Ultimo aggiornamento 22 Aprile, 2024, 22:45:37 di Maurizio Barra

“Le banche non solo abbandonano
i nostri territori, ma sembrano avere una gran fretta di farlo,
con chiusure che procedono a una velocità maggiore rispetto a
quanto avviene nelle altre regioni”. Lo afferma, a proposito del
Molise, la Fisac Cgil Abruzzo Molise che, analizzando i dati
Bankitalia, sottolinea come ogni anno la situazione appaia
“peggiorata rispetto a quello precedente”. A livello regionale,
gli sportelli bancari sono passati dagli 81 del 2022 ai 78 del
2023, con una flessione di 3 unità, pari al -3,7%. La flessione
arriva al -28,4% considerando gli ultimi cinque anni, dato che –
rileva il sindacato – colloca il Molise al primo posto tra le
regioni peggiori d’Italia.

   
A livello provinciale, in testa c’è la provincia di
Campobasso, con una variazione del -32,2% nei cinque anni (-4,8%
nel 2023), seguita dall’isernino (-13,6%; invariata nel nel
2023).

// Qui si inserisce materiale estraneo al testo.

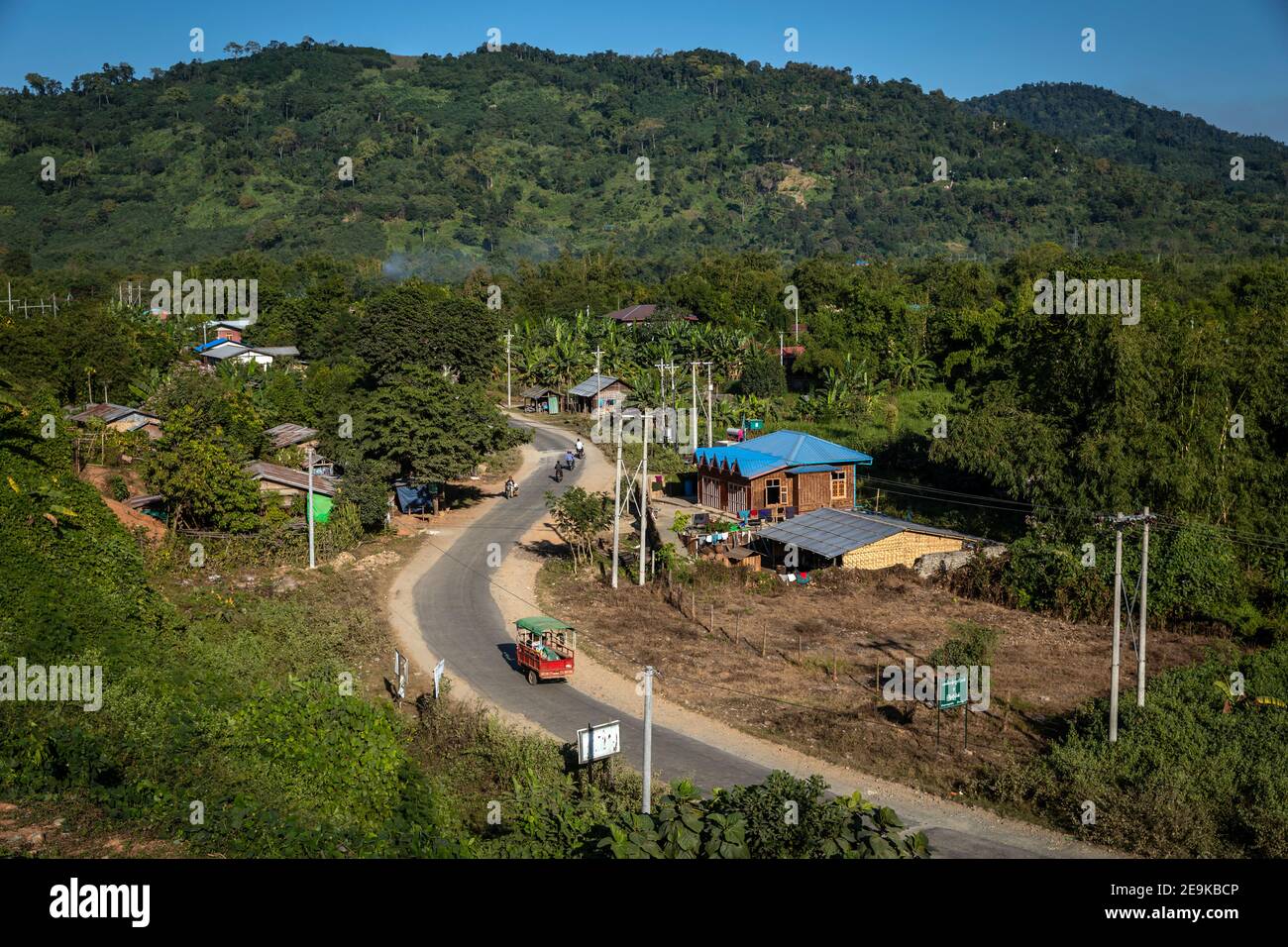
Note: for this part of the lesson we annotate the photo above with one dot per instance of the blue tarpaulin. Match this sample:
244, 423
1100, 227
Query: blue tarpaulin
416, 499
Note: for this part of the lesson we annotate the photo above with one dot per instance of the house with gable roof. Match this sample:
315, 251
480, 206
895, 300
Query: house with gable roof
778, 475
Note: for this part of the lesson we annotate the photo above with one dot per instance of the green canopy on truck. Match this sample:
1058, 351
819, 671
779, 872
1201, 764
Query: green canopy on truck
539, 624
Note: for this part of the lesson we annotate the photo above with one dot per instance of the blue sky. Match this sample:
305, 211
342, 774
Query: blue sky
1227, 62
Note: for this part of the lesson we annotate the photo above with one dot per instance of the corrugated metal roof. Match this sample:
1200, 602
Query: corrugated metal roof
275, 474
287, 434
746, 462
595, 382
797, 449
108, 412
831, 532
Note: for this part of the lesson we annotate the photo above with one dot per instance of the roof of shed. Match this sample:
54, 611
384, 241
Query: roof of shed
284, 475
595, 382
829, 532
287, 434
108, 412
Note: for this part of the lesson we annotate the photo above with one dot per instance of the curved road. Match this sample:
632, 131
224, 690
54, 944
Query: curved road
462, 622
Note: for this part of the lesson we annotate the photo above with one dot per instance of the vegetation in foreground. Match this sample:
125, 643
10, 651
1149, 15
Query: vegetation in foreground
227, 724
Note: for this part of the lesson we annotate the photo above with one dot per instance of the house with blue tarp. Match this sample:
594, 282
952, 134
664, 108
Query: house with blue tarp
778, 475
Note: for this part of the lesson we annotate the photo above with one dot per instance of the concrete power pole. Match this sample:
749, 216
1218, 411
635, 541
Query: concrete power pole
309, 513
509, 402
648, 418
1120, 521
1144, 611
599, 386
694, 421
1119, 600
709, 389
617, 493
648, 740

Il risultato di tale situazione è che nel 2023, in
Molise, solo il 17,6% dei comuni, cioè 24, ha almeno uno
sportello bancario, dato di gran lunga inferiore alla media
nazionale del 58,9%. Il dato scende addirittura all’11,5% nella
provincia di Isernia, mentre è al 21,4% in quella di Campobasso.

   
“Non esistono banche in oltre 8 comuni su 10 – osserva il
sindacato – arrivando al dato di Isernia che vede gli abitanti
di quasi il 90% dei comuni costretti a spostarsi se vogliono
effettuare operazioni bancarie”.

   
L’andamento degli occupati nel settore bancario conferma la
situazione in atto: tra il 2022 e il 2023 sono passati da 533 a
505, con una variazione del -5,3%, percentuale che arriva al
-14,7% considerando gli ultimi cinque anni (-5,8% in Italia).

   
“Il tema dell’abbandono bancario – commenta il sindacato – ha
visto la Fisac impegnarsi a fondo, per denunciarlo ma anche per
cercare di proporre soluzioni alle aziende bancarie. Un
possibile provvedimento potrebbe consistere nello spostare i
centri direzionali dalle regioni del Nord a quelle del centro
Sud, riuscendo così a tamponare almeno l’emorragia
occupazionale, senza peraltro arrecare disagio alle aziende”.